Tuesday 4 March 2014

Russia's day: All about the oil price?


So the day has ended with stocks down, nearly 1.5%  in the UK and also 11% down in the ever volatile Russian market.

A key point to remember is what Russia exports - mainly oil and gas. The key indicator for these are gas prices and the Brent crude benchmark. As can been seen from the chart - the price of oil has risen although not too much on the situation in Crimea.

Gold to had a little spike and Russia is a big net exporter of Gold. Finally European Gas prices increased 10% at one stage which was a much bigger drop.

However, often overlooked is the conspiracy theory view of events - ever popular, normally wrong. The thing here is Russian reliance on exports to pay for its budgets. It's all very well comparing Putin to Hitler or Stalin, but perhaps more prosaic action is necessary to explain his actions. yes, nationalism but also economic nationalism.

Russia's budget needs oil to hold firm above $98 a barrel to balance its budget according to Saudi Economists - this is pre-intervention costs. The price is now firmly set when in February before the crisis rose to prominence then oil was flirting with $100 and less.

No need to worry about budget crisis now; the deeper the crisis, the higher the oil price, the richer Russia gets.




7 comments:

Nick Drew said...

with the added twist that, as USA nears self-sufficiency in oil (and USA + Canada self-suff in gas) they too are pretty happy about oil prices rising

its EU that gets squeezed (even before we start the hard cash transfers to Kiev) - plus the 'developing world', already in trouble this year without a commodities spike to contend with

I still think 'Russia's Day' doesn't translate into a particularly happy long-term situation for Putin. The best he gets is a stalemate that could just about be seen as moderately satisfactory from an isolationist standpoint

dearieme said...

How it turns out depends partly on how fly Putin is. It helps his cause that the US seems to be under the control of dolts.

Jer said...

Nick, I think you miss the point.

For years Russia was controlled by weak men or foreigners, the empire was lost and parts of Russia itself torn away.

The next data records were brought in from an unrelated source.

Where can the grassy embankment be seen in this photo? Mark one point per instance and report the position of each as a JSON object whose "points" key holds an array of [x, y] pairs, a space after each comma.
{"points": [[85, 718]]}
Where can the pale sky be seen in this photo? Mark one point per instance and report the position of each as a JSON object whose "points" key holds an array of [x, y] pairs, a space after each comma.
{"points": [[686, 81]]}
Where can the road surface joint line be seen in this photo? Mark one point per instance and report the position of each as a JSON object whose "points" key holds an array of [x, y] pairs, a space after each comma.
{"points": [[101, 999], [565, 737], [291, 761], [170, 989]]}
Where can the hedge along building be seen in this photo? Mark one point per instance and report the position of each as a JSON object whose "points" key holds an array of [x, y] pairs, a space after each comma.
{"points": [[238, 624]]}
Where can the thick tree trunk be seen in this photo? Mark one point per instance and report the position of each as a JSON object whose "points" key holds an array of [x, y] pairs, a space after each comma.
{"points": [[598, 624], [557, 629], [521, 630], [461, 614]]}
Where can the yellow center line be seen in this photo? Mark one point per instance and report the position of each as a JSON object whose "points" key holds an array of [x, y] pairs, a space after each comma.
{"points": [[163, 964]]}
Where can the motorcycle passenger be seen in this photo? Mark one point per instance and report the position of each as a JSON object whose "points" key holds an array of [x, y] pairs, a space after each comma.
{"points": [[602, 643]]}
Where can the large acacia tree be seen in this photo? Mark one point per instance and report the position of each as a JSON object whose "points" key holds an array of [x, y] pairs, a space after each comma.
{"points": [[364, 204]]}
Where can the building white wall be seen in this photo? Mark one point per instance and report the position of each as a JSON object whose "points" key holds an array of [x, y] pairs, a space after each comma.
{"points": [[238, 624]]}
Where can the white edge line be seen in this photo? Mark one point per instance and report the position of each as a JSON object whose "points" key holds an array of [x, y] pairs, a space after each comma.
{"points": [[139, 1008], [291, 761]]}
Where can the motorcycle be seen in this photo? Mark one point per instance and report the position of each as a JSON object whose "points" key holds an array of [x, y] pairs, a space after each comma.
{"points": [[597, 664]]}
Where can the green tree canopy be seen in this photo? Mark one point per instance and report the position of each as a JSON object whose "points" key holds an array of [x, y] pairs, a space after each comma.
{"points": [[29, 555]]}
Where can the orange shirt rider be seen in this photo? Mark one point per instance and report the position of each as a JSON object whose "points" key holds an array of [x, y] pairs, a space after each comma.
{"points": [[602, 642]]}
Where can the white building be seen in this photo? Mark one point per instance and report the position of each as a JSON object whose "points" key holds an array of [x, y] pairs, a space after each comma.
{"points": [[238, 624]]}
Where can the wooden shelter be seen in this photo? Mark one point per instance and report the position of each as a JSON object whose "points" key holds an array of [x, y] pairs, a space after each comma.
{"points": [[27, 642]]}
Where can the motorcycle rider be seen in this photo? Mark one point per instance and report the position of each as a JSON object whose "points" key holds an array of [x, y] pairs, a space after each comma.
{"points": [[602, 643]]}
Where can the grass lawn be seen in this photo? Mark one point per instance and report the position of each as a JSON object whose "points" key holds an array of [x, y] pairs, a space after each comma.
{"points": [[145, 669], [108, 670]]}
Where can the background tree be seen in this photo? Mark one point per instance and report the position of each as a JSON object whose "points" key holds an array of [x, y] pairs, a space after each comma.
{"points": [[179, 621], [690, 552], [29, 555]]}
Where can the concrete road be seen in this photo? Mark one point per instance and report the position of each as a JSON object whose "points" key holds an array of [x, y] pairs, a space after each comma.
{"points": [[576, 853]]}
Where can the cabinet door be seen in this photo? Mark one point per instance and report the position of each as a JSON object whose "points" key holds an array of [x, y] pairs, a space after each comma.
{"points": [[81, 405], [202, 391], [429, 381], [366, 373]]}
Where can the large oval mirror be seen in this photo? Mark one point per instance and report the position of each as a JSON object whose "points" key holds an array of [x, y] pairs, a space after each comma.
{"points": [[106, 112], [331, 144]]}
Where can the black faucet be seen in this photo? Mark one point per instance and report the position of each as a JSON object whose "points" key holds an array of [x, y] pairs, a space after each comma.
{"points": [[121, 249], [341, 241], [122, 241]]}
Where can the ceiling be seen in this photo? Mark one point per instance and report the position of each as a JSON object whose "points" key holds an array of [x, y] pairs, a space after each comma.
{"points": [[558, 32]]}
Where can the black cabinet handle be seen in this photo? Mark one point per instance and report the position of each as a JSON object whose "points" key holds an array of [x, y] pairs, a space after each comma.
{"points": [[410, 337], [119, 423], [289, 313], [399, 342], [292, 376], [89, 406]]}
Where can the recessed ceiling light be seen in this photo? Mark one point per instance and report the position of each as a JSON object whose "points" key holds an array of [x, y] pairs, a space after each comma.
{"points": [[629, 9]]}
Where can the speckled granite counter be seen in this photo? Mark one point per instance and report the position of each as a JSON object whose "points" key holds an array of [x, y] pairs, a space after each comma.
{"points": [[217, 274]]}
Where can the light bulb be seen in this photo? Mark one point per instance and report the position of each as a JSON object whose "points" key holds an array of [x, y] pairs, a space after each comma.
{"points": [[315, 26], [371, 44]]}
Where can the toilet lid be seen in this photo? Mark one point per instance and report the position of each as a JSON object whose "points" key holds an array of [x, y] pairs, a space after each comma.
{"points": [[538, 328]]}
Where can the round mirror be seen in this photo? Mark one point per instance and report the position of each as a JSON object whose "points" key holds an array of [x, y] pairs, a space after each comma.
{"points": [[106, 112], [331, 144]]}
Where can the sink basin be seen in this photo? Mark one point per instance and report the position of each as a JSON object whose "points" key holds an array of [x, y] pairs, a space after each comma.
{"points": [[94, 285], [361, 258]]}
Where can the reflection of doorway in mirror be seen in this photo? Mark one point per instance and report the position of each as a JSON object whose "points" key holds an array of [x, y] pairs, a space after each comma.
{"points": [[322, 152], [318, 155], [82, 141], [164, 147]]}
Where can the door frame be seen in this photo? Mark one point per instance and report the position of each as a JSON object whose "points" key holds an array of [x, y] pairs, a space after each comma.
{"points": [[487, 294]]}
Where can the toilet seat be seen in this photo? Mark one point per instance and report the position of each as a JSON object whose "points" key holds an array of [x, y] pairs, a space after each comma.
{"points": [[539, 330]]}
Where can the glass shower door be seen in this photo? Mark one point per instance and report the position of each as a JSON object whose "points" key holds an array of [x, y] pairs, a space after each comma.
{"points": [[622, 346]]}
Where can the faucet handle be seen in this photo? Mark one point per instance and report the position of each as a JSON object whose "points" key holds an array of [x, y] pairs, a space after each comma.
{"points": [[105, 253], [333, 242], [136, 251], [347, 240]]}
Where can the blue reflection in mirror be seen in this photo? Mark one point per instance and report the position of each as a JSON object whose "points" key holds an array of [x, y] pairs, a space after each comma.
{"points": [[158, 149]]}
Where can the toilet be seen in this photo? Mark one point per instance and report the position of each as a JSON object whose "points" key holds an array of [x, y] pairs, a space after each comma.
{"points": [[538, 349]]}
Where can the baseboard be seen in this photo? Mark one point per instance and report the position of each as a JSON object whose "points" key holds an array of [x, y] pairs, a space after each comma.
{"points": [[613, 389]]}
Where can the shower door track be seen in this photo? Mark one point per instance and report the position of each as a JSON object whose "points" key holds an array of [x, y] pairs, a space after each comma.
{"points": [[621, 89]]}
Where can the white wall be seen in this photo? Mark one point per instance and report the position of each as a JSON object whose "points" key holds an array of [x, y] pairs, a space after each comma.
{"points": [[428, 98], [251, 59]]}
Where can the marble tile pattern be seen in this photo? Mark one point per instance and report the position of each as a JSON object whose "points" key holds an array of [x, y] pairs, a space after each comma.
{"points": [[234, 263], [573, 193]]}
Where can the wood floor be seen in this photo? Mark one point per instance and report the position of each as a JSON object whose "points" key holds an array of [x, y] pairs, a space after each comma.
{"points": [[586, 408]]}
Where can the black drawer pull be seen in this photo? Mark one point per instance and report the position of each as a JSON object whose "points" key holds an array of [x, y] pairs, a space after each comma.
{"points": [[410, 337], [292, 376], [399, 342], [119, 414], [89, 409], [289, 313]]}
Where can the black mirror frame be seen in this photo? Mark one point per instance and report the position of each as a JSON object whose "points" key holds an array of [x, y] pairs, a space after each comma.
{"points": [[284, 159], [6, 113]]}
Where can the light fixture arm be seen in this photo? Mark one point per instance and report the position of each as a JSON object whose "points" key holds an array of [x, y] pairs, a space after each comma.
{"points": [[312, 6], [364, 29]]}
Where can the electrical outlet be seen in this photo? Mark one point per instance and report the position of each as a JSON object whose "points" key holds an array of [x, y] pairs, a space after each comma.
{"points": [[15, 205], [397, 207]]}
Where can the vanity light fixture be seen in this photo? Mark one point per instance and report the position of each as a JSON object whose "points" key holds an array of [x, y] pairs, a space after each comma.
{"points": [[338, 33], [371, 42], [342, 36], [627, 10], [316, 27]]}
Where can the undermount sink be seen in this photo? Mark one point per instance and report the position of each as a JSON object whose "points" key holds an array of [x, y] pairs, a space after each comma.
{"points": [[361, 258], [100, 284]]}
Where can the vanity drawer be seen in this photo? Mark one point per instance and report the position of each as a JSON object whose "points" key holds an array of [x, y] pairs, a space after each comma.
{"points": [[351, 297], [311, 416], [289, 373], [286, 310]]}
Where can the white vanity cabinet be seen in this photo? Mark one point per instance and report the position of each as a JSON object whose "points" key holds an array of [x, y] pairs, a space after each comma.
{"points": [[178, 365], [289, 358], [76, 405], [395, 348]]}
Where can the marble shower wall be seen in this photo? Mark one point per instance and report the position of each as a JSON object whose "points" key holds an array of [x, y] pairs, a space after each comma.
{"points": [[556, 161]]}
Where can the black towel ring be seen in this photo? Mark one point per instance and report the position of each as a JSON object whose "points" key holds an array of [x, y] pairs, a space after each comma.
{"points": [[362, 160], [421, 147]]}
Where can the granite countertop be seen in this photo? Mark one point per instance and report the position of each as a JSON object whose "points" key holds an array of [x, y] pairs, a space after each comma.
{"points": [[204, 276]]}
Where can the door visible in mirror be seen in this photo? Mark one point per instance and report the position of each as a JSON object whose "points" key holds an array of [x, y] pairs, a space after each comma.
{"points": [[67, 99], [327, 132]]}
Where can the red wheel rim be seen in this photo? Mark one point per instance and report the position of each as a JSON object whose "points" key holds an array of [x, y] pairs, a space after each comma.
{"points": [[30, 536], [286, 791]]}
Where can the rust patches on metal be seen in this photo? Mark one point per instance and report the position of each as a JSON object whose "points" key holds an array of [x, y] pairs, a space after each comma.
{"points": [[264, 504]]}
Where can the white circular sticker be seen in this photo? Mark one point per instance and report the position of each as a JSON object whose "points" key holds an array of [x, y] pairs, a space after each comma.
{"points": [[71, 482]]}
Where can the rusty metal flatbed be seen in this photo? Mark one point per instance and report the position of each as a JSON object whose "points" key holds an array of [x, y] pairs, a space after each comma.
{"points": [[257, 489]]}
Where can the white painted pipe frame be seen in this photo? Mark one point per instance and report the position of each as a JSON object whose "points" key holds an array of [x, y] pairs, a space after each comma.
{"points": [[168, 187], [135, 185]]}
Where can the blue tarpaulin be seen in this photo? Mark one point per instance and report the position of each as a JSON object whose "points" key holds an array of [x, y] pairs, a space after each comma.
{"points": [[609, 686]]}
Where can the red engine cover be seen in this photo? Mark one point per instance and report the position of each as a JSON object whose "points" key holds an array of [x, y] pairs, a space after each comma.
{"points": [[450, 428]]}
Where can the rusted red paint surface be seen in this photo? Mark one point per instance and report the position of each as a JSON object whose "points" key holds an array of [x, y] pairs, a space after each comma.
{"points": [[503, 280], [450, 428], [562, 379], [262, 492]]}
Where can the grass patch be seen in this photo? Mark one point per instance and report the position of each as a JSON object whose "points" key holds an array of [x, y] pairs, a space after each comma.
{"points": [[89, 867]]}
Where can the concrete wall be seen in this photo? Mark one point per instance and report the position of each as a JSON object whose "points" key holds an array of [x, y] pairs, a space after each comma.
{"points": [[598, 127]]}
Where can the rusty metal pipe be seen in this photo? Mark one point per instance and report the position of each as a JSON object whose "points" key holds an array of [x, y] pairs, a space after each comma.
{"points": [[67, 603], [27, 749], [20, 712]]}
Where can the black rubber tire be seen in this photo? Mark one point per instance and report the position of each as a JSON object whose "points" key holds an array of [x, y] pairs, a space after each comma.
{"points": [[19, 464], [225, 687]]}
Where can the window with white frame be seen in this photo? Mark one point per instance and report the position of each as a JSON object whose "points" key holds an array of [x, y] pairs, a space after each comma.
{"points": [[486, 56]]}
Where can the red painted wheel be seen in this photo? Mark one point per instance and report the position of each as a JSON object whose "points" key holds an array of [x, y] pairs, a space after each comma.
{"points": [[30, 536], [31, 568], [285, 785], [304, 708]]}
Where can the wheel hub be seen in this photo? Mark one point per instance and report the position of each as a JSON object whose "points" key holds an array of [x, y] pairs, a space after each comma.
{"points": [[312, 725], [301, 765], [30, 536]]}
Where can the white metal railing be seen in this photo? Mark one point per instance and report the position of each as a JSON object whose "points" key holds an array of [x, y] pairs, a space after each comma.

Then came Putin, the first true Russian leader in living memory (Yeltsin doesn't count for some reason). He was strong, he restored Russia and regained the lost ground.

I'm fairly sure that's how he sees it, the hand of history. Economics won't get a look in.

Nick Drew said...

point taken, Jer - but there is also the matter of how he'd like to be viewed in the wider world, ideally

because (like many a Tsar before him) we know that matters to him, after he's taken good care of being seen as the strongman at home, kto kvo etc

and we know that what he would ideally like includes transforming Russia from being a commodity exporting nation of robber-baron oligarchs ('Upper Volta with rockets'), to a high-tech manufacturing economy that people actually respect

he just hates how he hasn't managed to do this, but somehow China seems to

how when he tries to sell gas to China in a bundled package with trucks etc, they tell him to take a hike oh, and by the way Putin, you can stuff your oil-indexed gas pricing as well

how he has to bow and scrape to be allowed into the WTO

how his intelligentsia want nothing more than to have their children educated in the west and then stay here

how the FSU and Warsaw pact countries want to join NATO and the EU at the first opportunity

the Ukraine thing even forces him to work to maintain the strongman thing, and puts an end to his desire to re-assert hegemony over reluctant FSU countries

he has to take comfort in (a) yes, solidifying his hard-earned strongman label; (b) annoying the hell out of the Brussels EU expansionist tendency; and (c) proving to the world that Germany et al care more about energy trade with Russia & selling them Mercs and range Rovers, than the fate of Ukraine - which is just more strongman stuff (and he doesn't really enjoy importing Mercs anyway)

Steven_L said...

ND, can you name any nation that manages to blend being an oil exporter with a manufacturer?

Digging stuff up and selling it seems to kill manufacturing. If it wasn't for cheap immigrant labour living in social housing all the fish packers up here in Aberdeen would go under in a shot.

Nick Drew said...

UK! (we were a net O&G exporter until 2004)

also Canada, Norway, Netherlands, & (without researching) I'd guess Indonesia as well

+ watch out for USA in years to come!

dearieme said...

In the glory years of the USA it was both a manufacturing power and a primary producer - coal, oil, gas, ore … and even crops.